I did a high monitoring day yesterday to try to see what the hell is going on.  Is it going high then plummeting?  It doesn’t look like it.  Usually, my iced coffee has sugar in it, but I did splenda yesterday in case the sugar was bringing my blood sugar up high, then crashing it down in the afternoon.  Nope.

Time Blood sugar (finger stick) Food
6:05 81
6:30 to 10:00 1.5 – 2 cups coffee with rice milk & sugar.
8:41 72
12:05 74 1/4 cup teddy grahams, 1 hard candy.
12:24 76 1 hard candy, 7 skittles.  med iced coffee 1.5 Splenda & rice milk.
1:11 94 lunch wild rice & orzo salad, oil, garlic, cooked red peppers, cooked mushrooms, raw corn, grape, about 1 doz grapes in addition to salad.   Done eating at 13:30 continuing coffee.
14:05 81
15:41 99
16:58 95
17:58 70  15 skittles.
18:55 87
19:25 83 dinner. 3 slices baked & fried yam, 1 fried egg, 4 slices ham. 1 bottle ibc root beer.   19:38 finished eating.
20:00 salt & vinegar potato chips
20:40 94 last sip of root beer.
22:05 89

This is a problem. I will pass out from a low blood sugar.  It’s like my own little insulin reaction,  minus the exogenous insulin.  Memories of being dragged through the cafeteria in a stupor, of passing out in restaurants or just outside of them are not recent but they’re potent enough to still leave quite an impact.  Having a blood sugar monitor helps.  Unlike when I was a kid, I at least now can check (if I think to) my sugar and try to take corrective action before it gets to the point where I am semi or unconscious.  It’s the “if I think to” part that’s tough for me.  I either have to check it on a schedule or I forget to check it at all.  I explain away the bad feelings as mood, or general unwellness that I feel a lot – i.e. maybe it’s a migraine coming on, or the room’s too warm and my blood pressure’s tanking.  I can’t exactly carry around a BP monitor too, and even if I did, I’d barely get anything done for having to stop and check first the BP then the sugar every time I don’t feel good.  I don’t feel good a lot.

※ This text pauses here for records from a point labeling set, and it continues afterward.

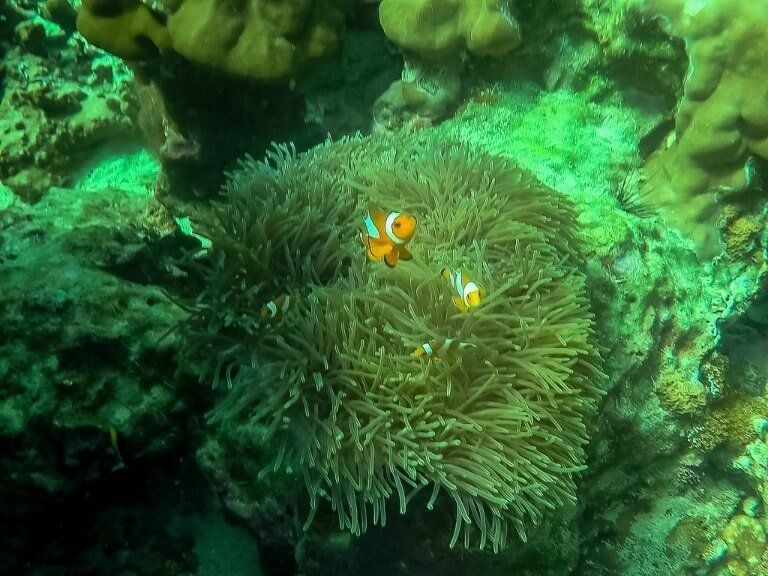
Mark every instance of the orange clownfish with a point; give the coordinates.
(466, 292)
(385, 235)
(442, 348)
(274, 309)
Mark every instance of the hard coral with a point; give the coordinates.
(436, 36)
(263, 40)
(500, 429)
(722, 119)
(439, 29)
(125, 28)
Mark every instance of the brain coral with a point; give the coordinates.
(499, 429)
(722, 119)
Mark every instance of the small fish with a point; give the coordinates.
(274, 309)
(466, 292)
(385, 235)
(442, 348)
(114, 440)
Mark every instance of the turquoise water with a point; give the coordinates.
(335, 287)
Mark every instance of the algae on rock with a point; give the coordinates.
(500, 430)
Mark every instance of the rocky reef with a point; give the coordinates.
(596, 165)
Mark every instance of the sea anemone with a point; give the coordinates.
(500, 428)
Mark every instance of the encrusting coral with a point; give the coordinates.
(722, 120)
(500, 427)
(260, 40)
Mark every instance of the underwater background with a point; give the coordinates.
(413, 287)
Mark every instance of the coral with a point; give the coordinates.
(439, 29)
(57, 107)
(730, 423)
(681, 395)
(501, 429)
(126, 28)
(721, 122)
(261, 40)
(742, 236)
(80, 353)
(436, 36)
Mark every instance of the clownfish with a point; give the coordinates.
(442, 348)
(466, 292)
(274, 309)
(385, 235)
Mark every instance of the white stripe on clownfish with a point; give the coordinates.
(276, 307)
(388, 228)
(438, 349)
(370, 227)
(469, 288)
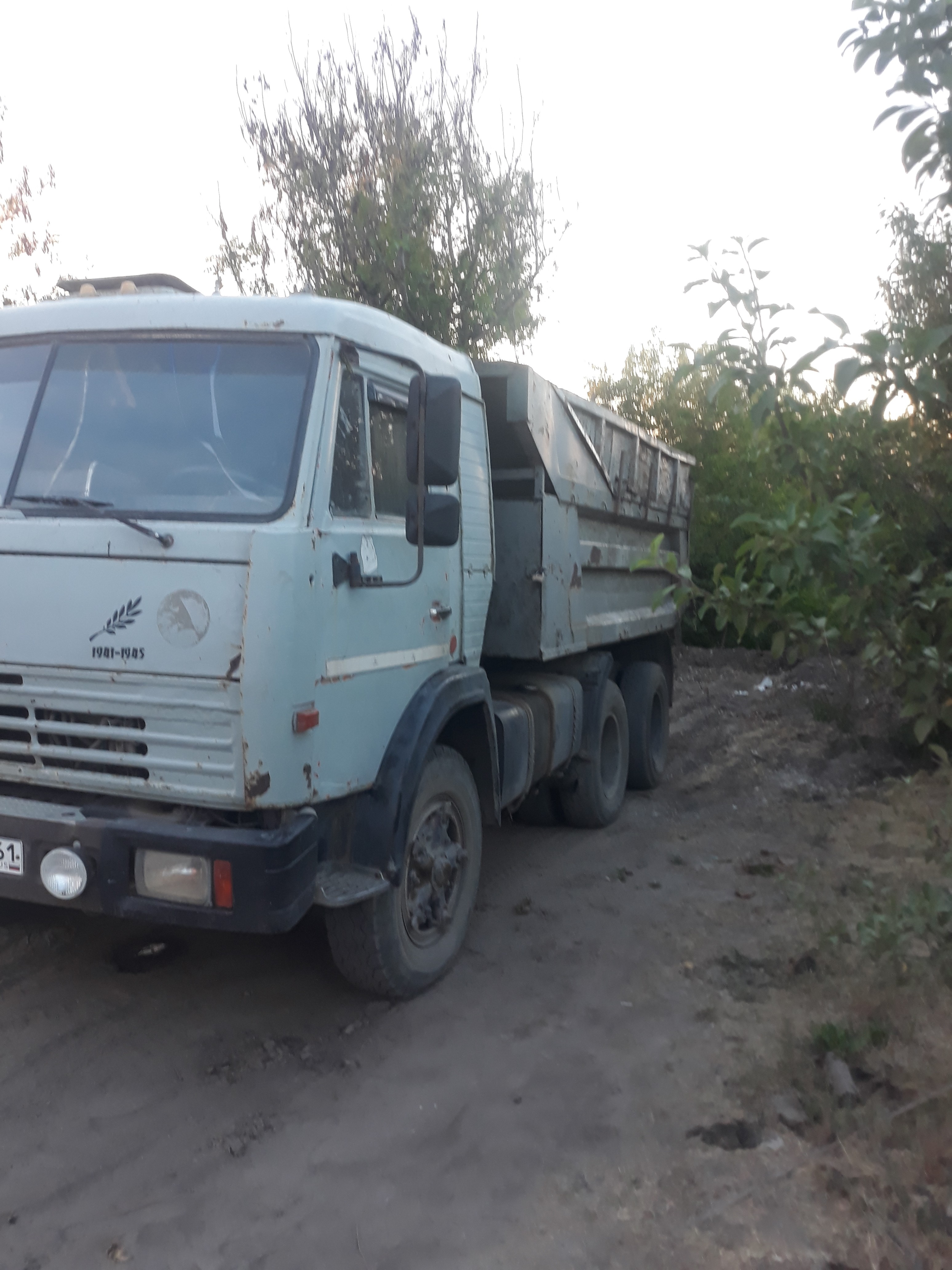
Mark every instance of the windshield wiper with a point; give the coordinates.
(97, 509)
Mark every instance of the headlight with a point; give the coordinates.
(63, 873)
(182, 879)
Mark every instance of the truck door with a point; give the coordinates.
(376, 646)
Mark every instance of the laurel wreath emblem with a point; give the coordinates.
(121, 619)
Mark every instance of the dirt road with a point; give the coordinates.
(242, 1107)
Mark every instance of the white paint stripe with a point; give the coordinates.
(341, 666)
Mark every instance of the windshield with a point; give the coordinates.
(157, 426)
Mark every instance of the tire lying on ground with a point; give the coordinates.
(593, 792)
(402, 941)
(645, 691)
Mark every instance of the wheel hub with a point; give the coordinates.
(434, 869)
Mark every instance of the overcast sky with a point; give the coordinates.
(659, 124)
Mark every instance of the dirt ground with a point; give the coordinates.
(628, 1006)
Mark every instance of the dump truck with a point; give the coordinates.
(295, 600)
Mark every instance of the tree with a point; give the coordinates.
(19, 238)
(917, 35)
(380, 190)
(910, 357)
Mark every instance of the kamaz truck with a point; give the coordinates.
(295, 600)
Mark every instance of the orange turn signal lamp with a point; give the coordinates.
(305, 718)
(223, 889)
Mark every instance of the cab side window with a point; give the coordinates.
(350, 482)
(391, 488)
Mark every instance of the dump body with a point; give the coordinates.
(579, 494)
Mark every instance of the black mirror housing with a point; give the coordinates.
(437, 402)
(441, 521)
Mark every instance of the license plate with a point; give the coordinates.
(12, 857)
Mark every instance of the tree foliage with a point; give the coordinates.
(26, 248)
(380, 189)
(916, 38)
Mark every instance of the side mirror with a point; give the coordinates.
(436, 404)
(441, 521)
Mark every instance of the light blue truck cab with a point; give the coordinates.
(252, 653)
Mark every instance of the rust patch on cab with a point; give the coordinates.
(257, 784)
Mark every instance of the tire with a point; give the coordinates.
(402, 941)
(594, 789)
(645, 691)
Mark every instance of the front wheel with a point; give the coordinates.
(402, 941)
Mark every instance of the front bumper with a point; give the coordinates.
(273, 870)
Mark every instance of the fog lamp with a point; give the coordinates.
(182, 879)
(63, 873)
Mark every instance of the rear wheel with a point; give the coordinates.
(402, 941)
(594, 790)
(645, 691)
(541, 807)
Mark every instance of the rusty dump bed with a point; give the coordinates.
(579, 494)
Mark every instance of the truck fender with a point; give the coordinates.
(452, 708)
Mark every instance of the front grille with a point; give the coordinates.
(89, 731)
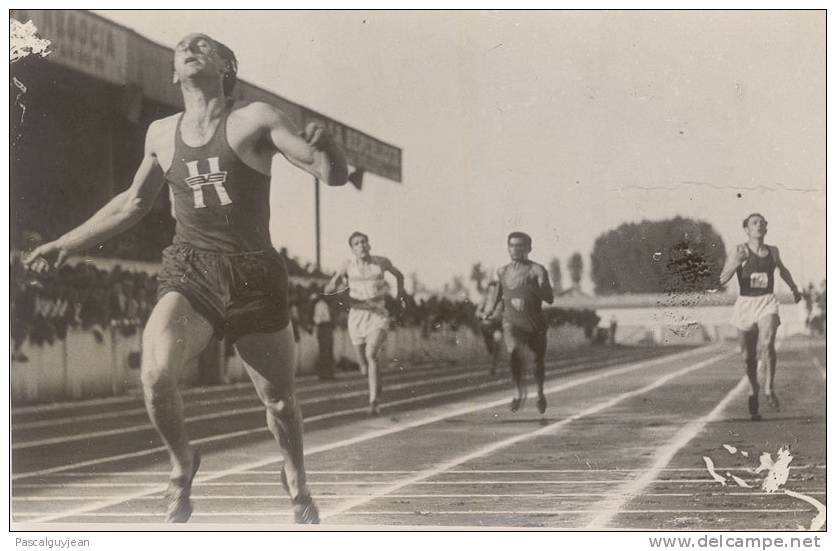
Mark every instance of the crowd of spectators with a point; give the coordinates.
(82, 295)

I’m getting better at checking the sugar now when I don’t feel good.  It would help if the pharmacy would fill the damned scripts for the full amount.  As it is, they consistently short me on strips.  A monthly script for checking 5 times a day does not equal 100 strips a month.  I suck at math but even I don’t need a calculator to add that one up.

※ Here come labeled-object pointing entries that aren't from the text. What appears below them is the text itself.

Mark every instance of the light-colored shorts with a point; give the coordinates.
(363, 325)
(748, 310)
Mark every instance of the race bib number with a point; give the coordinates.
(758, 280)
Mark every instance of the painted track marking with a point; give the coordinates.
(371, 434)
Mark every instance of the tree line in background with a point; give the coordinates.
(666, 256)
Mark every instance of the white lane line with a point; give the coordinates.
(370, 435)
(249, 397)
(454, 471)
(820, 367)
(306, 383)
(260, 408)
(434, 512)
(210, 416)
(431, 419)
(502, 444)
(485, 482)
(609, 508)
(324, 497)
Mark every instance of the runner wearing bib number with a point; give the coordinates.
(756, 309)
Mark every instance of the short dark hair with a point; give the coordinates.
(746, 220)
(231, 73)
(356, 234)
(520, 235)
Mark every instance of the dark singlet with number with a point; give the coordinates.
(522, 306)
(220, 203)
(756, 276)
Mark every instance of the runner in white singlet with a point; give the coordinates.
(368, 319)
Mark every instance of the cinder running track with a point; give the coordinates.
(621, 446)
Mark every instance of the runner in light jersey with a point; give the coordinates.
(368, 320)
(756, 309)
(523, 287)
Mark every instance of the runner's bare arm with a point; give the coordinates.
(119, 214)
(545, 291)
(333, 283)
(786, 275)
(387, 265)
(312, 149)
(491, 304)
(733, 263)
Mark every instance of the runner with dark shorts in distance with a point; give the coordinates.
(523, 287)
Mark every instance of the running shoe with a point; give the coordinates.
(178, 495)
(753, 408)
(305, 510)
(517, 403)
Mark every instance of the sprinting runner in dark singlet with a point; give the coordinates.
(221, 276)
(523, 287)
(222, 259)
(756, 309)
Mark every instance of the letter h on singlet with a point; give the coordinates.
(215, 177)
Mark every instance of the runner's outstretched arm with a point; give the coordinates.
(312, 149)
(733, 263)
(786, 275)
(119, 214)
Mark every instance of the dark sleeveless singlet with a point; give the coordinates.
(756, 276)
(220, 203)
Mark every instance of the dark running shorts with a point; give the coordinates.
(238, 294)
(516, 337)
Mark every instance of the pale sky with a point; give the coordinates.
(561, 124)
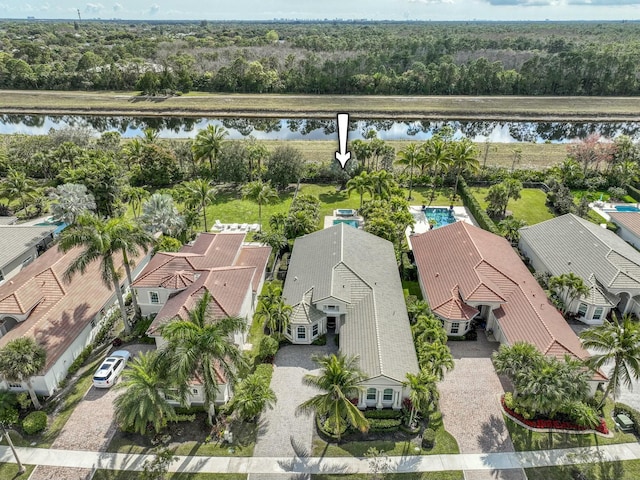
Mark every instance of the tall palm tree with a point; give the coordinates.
(144, 401)
(208, 143)
(159, 214)
(360, 184)
(201, 345)
(17, 186)
(339, 380)
(435, 358)
(200, 193)
(617, 343)
(98, 240)
(569, 287)
(21, 359)
(410, 156)
(251, 396)
(130, 238)
(437, 158)
(464, 159)
(261, 193)
(423, 392)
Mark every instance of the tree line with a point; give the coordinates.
(412, 58)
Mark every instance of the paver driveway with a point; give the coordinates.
(90, 428)
(282, 433)
(469, 401)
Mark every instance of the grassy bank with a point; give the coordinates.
(325, 106)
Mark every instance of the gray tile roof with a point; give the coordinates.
(16, 239)
(361, 269)
(571, 244)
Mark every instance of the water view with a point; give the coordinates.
(319, 129)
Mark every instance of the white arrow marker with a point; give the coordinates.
(343, 155)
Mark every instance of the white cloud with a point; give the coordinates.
(93, 7)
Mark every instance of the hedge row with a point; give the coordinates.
(476, 210)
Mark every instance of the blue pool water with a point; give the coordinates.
(627, 208)
(442, 216)
(353, 223)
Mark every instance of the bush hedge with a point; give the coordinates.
(34, 422)
(476, 210)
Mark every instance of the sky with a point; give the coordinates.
(324, 9)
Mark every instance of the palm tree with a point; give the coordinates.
(423, 392)
(464, 158)
(510, 229)
(251, 396)
(361, 184)
(16, 185)
(200, 193)
(617, 342)
(272, 310)
(21, 359)
(200, 345)
(340, 380)
(144, 401)
(159, 214)
(261, 193)
(569, 287)
(409, 157)
(130, 238)
(208, 143)
(435, 358)
(98, 240)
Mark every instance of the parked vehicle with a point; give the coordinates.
(107, 374)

My husband (god bless him) spent this AM researching glycemic index and glycemic load.  “How do you feel about raisins?”  “Errrr, not overly fond of them although I did find myself craving them yesterday…”  “There aren’t a lot of foods on this list with a glycemic load over 20, but raisins are one of them.”  Ok, so raisins it is.  My gut won’t thank me for that though.